A joyous celebration-rapt, exquisite, spellbinding-the artemisia is a triumph.
-Cyrus Cassells, author of Is There Room for Another Horse on Your Horse Ranch?
Somewhere in lyric poetry's once upon a time, long ago-Sappho teaches the alphabet's songs on the nature of Love. Will Barnes is a student in that school, tracing the myths, memorizing the fragments, learning by rote the earthly declensions. The seminar is Socratic, as you'll hear-a gentle call and response that turns answers back into questions, and questions back into wonder- "I've seen the deer by the creekbank rise / like wind and flame upward together." In the old grammar, I want to believe, that to see is also to be seized.

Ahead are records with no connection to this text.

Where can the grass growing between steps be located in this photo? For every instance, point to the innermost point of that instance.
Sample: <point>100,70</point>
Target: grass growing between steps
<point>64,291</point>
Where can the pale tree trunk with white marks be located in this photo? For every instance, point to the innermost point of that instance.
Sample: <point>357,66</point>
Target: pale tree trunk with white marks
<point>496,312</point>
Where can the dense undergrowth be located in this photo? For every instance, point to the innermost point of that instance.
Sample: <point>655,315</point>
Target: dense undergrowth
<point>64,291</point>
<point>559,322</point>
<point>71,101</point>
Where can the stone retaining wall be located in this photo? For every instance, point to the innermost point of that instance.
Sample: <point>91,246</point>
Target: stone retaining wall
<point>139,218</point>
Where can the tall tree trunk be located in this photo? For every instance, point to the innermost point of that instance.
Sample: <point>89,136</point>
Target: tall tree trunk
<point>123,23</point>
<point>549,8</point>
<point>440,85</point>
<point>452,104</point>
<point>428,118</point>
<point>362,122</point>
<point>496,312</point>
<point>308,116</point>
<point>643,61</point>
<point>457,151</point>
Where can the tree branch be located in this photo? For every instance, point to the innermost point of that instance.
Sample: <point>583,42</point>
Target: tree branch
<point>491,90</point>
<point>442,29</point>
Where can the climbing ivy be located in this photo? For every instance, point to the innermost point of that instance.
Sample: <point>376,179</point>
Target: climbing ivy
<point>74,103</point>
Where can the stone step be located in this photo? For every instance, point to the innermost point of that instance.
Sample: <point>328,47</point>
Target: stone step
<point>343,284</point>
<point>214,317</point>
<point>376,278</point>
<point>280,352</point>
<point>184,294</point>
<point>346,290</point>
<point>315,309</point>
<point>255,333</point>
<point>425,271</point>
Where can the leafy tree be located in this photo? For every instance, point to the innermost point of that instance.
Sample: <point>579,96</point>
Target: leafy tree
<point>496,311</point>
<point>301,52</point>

Ask Actaeon about the nature of vision. Artemis is the moon-star-bird of dearest love, bathing, even now, in the heart's deep woods-no better guide than the artemisia to share a glimpse, and teach us how to suffer, gladly, the consequence.
-Dan Beachy-Quick, author of Arrows
"...and what is it that you long for that you cannot have?" asks the voice in the artemisia. Will Barnes' collection leans into an almost perfect-in-nature intimacy, forbidden. This is a gorgeous and daring collection, as frenetic and sensually woven as the human heart.